L’altra incredibile invenzione non ha una finalità precisa, almeno non in senso dietetico. Certo, potrebbe servire a chi è a dieta e non può mangiare i cibi che più vorrebbe o è costretto a limitarli fortemente. Si tratta di uno schermo che si può leccare.
Vi chiederete perché mettersi a leccare lo schermo di una tv: perché, combinando degli input dei gusti di base secondo delle proporzioni variabili, il computer alla base della tv riesce via schermo a “trasmettere” il sapore di un determinato cibo che appare in sovraimpressione.

Grazie a un database di ricette, questo schermo speciale riesce a riprodurre il sapore di centinaia di alimenti differenti: basta solo dire alla tv-device cosa si vuole gustare, e l’oggetto dei nostri sogni proibiti appare sullo schermo, dove in corrispondenza ci sono delle speciali goccioline che danno il  sapore globale di quell’alimento. Immaginate chiedere a un device di assaggiare una lasagna, il polpettone, una fetta di bavarese alla fragola.
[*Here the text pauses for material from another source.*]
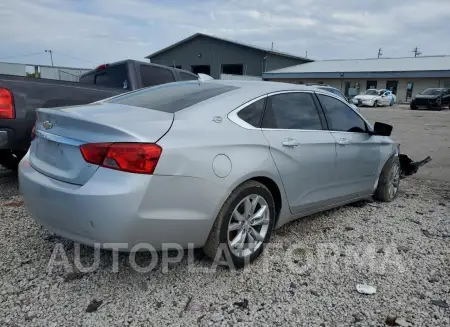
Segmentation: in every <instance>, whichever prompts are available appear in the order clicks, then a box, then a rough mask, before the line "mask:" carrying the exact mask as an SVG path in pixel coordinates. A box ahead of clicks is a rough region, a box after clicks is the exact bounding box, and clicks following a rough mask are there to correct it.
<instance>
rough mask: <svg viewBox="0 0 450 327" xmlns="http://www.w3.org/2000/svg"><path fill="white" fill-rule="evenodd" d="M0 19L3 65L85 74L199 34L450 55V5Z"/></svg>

E qui sorge un dubbio. Poiché noi non gustiamo sì con la bocca, ma in grossa parte il sapore di quello che mangiamo viene dall’aroma, da parte dell’olfatto retronasale. Un cibo senza odore è un cibo depotenziato in termini di sapore.
Ma il fatto che il dispositivo usi un meccanismo che rilascia delle goccioline via spray ci fa sperare che lo scienziato abbia previsto questo inconveniente!